Though there is data in literature to support the effect of myomectomy in infertility, there is dearth of studies to clarify impact of submucous fibroids in patients of recurrent abortions and subsequent pregnancy outcome after myomectomy. A prospective study in 15 patients of recurrent abortions or preterm deliveries [40] revealed that abortion rate significantly decreased from 61.6 to 26.3%. To the best of our knowledge, present study is the largest retrospective analysis of pregnancy outcome after hysteroscopic myomectomy in patients with recurrent abortions. First trimester abortions were significantly reduced from 69.1 to 23.3% (p < 0.05) and second trimester abortions were significantly reduced from 11.7 to 1.29% (p < 0.05).
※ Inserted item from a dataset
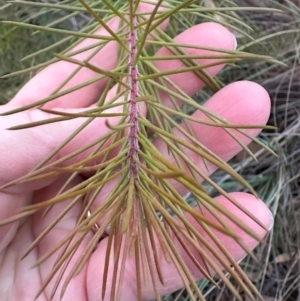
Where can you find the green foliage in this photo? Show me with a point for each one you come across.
(130, 210)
Though the preterm delivery rate remained to be almost same, the term delivery rate was increased from 5 to 65.5%. Live birth rate and take home baby rate was increased almost five fold from 16.2 to 74%. This demonstrates the clear benefit of myomectomy in symptomatic as well as asymptomatic women with submucous myoma desirous of pregnancy.
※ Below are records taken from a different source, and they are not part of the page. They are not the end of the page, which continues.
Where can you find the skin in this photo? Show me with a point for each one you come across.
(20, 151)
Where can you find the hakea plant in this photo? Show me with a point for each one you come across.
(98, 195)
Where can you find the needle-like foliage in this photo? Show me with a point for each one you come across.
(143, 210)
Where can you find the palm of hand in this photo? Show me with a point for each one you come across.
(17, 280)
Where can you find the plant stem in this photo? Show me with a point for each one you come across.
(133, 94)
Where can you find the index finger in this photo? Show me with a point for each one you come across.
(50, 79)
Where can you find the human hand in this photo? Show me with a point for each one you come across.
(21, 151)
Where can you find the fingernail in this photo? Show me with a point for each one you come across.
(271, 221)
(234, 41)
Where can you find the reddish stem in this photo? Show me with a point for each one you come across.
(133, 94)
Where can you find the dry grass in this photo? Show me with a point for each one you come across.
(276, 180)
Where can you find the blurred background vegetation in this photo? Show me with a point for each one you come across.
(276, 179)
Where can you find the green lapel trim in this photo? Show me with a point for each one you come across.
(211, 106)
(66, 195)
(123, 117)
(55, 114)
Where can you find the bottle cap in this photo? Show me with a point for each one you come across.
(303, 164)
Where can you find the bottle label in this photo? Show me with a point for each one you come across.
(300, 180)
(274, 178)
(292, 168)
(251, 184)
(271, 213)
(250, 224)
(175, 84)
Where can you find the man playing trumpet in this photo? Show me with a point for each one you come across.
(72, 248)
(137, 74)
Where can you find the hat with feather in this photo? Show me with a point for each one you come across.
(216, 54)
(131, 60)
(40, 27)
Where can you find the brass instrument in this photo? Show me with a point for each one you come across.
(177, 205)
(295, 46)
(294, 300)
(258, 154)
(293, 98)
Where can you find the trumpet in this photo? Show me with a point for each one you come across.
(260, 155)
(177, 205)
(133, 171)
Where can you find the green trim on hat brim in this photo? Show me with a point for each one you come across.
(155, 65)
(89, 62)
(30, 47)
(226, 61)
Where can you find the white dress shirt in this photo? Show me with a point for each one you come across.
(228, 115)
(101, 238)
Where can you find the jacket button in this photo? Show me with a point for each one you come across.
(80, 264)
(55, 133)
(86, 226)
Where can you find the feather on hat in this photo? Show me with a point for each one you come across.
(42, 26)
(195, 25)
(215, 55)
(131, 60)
Though the cesarean section rate was high (35.6%) in the present study, it was mainly the emergency cesareans for obstetric indications. In 36.6% of all cesareans after hysteroscopic myomectomy, indication was elective surgery due to precious conception after long standing infertility or recurrent miscarriages. There is no contraindication to vaginal delivery after hysteroscopic myomectomy, however cases of uterine rupture have been reported after this procedure and obstetric management should be very careful [41]. There was no case of uterine rupture in our series. However, there were two cases of morbidly adherent placenta who had postpartum hemorrhage. Adherent placenta is a known complication after hysteroscopic surgeries and specially myomectomy [42]. Both patients could be managed surgically and by oxytocics.
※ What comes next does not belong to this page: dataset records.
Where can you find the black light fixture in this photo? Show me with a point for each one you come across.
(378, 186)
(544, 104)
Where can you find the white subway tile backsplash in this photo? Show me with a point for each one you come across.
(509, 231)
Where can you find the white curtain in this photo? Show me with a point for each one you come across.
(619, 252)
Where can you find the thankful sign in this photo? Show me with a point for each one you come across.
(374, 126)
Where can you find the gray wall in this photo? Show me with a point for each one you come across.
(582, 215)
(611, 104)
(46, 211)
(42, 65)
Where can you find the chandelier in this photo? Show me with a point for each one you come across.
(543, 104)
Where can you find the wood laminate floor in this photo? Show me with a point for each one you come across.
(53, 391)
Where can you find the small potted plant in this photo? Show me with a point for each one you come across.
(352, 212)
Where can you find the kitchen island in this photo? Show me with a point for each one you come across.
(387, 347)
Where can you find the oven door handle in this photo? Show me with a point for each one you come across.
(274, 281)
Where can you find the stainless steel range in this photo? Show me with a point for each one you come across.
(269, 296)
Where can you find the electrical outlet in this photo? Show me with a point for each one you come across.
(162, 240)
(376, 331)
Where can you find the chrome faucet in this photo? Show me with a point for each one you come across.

In conclusion, our retrospective analysis of hysteroscopic myomectomy in patients with poor obstetric history, it is clearly demonstrated the benefit in infertile patients. Present study is largest analysis to support role of hysteroscopic myomectomy in patients with preterm deliveries and recurrent miscarriages.

Conclusion

There was a significant difference in outcome (p < 0.05) in terms of reduction in number of miscarriages and increase in number of viable term deliveries, and take home baby rate. Removal of submucous myoma has significant increase in fecundity in infertile patients with no other underlying cause. Hysteroscopic myomectomy using monopolar electrosurgical loop is relatively safe and cost-effective surgical procedure in low resource settings with good reproductive outcome.